Öyle bir hava yaratıldı ki, sanki "münazarayı" kazanan belediyeyi alacak!
Üstelik kimin kazandığı kimin kaybettiği belli olamayacak bir münazara bu, ölçüsü yok. Tartışma alt tarafı. Ama CHP amigosu basın ertesi sabah "İmamoğlu kazandı" çığlıkları atacak.
Artık nefesler tutuldu, herkes "İmamoğlu kendini kaybedip öfke kontrolünü kaçıracak ve yeni rezaletlere imza atacak mı" diye bekliyor... Bu çok daha ilginç...
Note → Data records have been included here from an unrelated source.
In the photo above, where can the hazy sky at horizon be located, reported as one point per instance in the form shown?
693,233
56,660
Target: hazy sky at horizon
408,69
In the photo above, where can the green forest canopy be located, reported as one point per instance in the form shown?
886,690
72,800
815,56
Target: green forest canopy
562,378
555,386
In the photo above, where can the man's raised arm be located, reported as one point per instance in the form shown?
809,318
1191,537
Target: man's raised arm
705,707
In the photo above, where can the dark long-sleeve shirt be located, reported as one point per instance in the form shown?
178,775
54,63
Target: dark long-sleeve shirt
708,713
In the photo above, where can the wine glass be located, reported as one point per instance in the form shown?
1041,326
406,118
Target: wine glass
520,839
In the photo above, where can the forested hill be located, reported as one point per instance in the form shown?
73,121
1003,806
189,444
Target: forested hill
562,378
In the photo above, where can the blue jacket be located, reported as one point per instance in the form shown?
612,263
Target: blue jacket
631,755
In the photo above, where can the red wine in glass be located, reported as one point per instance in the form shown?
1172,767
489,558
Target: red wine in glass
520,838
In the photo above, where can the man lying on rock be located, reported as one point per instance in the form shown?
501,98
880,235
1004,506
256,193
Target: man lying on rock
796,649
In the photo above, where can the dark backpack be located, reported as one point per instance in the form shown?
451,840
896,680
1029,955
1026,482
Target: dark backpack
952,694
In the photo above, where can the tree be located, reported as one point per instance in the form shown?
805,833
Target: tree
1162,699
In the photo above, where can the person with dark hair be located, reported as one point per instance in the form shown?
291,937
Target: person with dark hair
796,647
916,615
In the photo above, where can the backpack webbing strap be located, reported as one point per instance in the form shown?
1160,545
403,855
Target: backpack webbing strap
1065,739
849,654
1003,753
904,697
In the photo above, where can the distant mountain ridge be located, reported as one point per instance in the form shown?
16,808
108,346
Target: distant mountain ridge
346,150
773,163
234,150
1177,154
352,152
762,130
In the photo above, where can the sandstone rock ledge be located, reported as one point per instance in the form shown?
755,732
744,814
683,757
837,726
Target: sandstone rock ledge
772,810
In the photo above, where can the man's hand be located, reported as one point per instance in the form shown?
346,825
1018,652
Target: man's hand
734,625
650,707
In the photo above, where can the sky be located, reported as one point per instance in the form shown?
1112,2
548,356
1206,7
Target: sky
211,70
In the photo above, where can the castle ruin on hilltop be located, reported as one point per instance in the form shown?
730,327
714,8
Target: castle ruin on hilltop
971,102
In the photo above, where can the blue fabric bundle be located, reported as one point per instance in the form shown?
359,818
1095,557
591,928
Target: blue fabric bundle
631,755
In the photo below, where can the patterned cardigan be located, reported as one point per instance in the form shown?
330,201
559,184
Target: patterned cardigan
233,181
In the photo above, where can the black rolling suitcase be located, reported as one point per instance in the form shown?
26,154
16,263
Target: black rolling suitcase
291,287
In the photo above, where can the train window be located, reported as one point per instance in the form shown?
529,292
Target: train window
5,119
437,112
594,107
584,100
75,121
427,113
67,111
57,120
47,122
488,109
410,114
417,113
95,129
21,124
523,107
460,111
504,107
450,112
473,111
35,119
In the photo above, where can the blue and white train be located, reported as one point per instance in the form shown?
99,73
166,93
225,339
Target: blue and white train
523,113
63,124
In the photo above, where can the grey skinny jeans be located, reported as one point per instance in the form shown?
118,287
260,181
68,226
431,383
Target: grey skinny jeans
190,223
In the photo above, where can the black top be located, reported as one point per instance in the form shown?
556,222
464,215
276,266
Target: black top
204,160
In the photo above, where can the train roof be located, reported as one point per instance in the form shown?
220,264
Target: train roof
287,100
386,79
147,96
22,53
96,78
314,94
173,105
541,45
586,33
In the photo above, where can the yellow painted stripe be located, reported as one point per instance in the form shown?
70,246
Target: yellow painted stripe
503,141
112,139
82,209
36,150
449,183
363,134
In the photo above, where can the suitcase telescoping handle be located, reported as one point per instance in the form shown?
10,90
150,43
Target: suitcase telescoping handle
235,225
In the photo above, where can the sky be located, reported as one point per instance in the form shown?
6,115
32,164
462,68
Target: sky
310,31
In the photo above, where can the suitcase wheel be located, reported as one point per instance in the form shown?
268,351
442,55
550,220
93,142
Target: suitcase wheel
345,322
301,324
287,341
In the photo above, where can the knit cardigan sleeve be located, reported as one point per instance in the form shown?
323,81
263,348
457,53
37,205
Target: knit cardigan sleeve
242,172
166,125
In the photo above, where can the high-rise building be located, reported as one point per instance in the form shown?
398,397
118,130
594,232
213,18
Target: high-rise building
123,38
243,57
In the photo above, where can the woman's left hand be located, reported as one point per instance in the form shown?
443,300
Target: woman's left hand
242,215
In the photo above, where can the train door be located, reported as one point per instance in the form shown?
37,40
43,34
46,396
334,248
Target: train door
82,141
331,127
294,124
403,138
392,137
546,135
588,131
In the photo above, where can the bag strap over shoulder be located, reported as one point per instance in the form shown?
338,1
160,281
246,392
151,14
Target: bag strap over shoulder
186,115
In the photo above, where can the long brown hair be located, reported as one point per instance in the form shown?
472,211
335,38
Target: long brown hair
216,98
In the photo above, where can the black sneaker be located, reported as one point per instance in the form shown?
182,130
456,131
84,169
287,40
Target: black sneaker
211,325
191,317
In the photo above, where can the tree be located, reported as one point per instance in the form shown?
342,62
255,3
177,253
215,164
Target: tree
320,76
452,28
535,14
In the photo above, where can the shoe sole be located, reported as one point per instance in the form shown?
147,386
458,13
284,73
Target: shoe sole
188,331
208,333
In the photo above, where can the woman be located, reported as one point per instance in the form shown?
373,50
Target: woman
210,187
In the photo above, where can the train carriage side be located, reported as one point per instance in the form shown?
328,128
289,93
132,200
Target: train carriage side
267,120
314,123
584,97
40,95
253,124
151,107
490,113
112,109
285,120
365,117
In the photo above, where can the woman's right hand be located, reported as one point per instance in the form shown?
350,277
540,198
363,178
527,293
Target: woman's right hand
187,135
Gene küfür müfür ederse, yandı gülüm keten helva...
Ama "ne biçim geçirdi" diyecekler de çıkabilir tabii...
Çünkü burası Türkiye'dir, ne yıl 1960'tır, ne Binali Bey Nixon, ne de Ekrem Bey Kennedy.
Burası "rasyonel" bir ülke değildir.
Seçmenin şu yönde ya da bu yönde "etkilenmesini" fazla beklemeyiniz.
Seçmen kararını çoktan verdi.
Ne CHP seçmeni "aferin, ne olgun adammış" diye Binali Bey'e oy verir, ne de AK Parti seçmeni "pek dinamikmiş maşallah" diye Ekrem Bey'e...
Zaten hesap da "kararsızlar" üzerine yapılıyor ama kararsızlar da akılcı değillerdir.
Herkes karşı tarafı "İzlandalı" gibi görecektir!